Some commentators have likened the transmission of memes to the spread of contagions. Social contagions such as fads, hysteria, copycat crime, and copycat suicide exemplify memes seen as the contagious imitation of ideas. Observers distinguish the contagious imitation of memes from instinctively contagious phenomena such as yawning and laughing, which they consider innate behaviors.
Aaron Lynch described seven general patterns of meme transmission, or "thought contagion":
- Quantity of parenthood: an idea that influences the number of children one has.
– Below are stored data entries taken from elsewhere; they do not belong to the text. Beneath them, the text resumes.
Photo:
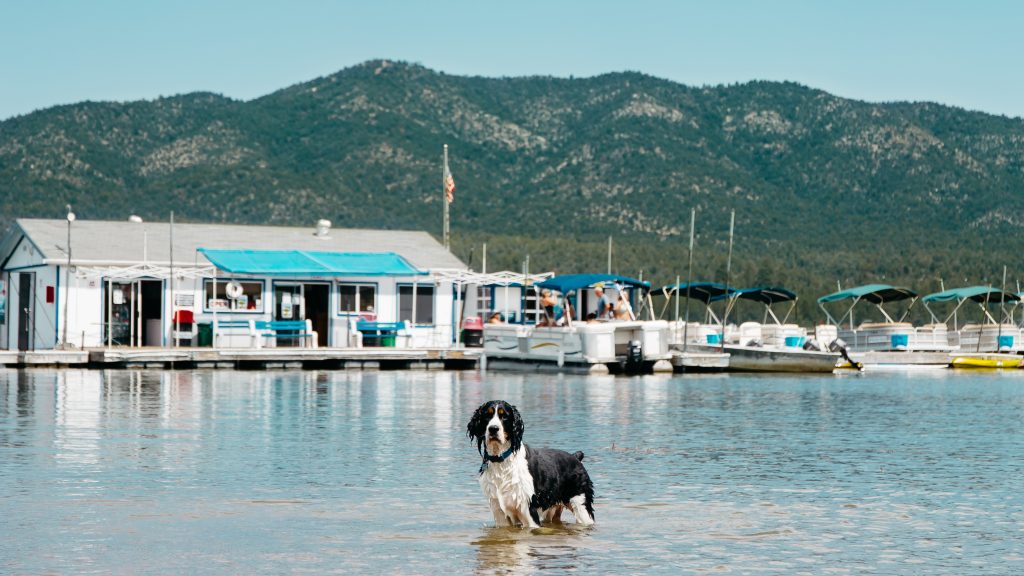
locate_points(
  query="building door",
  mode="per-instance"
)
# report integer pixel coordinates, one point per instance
(288, 304)
(26, 311)
(317, 300)
(134, 313)
(151, 311)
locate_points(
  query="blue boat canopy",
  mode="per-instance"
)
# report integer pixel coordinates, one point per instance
(875, 293)
(301, 262)
(570, 282)
(766, 295)
(704, 291)
(977, 293)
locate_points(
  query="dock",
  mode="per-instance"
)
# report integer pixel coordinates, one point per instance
(249, 359)
(897, 360)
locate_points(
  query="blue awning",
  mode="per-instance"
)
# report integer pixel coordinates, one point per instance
(704, 291)
(766, 294)
(301, 262)
(569, 282)
(875, 293)
(976, 293)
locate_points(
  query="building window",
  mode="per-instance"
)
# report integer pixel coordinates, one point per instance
(235, 295)
(424, 298)
(357, 298)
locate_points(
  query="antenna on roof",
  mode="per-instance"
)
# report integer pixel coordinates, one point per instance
(323, 229)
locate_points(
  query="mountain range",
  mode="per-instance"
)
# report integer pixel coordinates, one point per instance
(826, 191)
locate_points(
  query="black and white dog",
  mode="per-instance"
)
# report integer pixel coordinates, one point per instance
(523, 485)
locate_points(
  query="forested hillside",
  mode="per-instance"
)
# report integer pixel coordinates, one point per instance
(825, 190)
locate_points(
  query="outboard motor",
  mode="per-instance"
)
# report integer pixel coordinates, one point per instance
(634, 358)
(839, 345)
Children respond particularly receptively to the ideas of their parents, and thus ideas that directly or indirectly encourage a higher birth rate will replicate themselves at a higher rate than those that discourage higher birth rates.
- Efficiency of parenthood: an idea that increases the proportion of children who will adopt ideas of their parents. Cultural separatism exemplifies one practice in which one can expect a higher rate of meme-replication—because the meme for separation creates a barrier from exposure to competing ideas.
- Proselytic: ideas generally passed to others beyond one's own children. Ideas that encourage the proselytism of a meme, as seen in many religious or political movements, can replicate memes horizontally through a given generation, spreading more rapidly than parent-to-child meme-transmissions do.
- Preservational: ideas that influence those that hold them to continue to hold them for a long time. Ideas that encourage longevity in their hosts, or leave their hosts particularly resistant to abandoning or replacing these ideas, enhance the preservability of memes and afford protection from the competition or proselytism of other memes.
- Adversative: ideas that influence those that hold them to attack or sabotage competing ideas and/or those that hold them. Adversative replication can give an advantage in meme transmission when the meme itself encourages aggression against other memes.
- Cognitive: ideas perceived as cogent by most in the population who encounter them. Cognitively transmitted memes depend heavily on a cluster of other ideas and cognitive traits already widely held in the population, and thus usually spread more passively than other forms of meme transmission. Memes spread in cognitive transmission do not count as self-replicating.
- Motivational: ideas that people adopt because they perceive some self-interest in adopting them. Strictly speaking, motivationally transmitted memes do not self-propagate, but this mode of transmission often occurs in association with memes self-replicated in the efficiency parental, proselytic and preservational modes.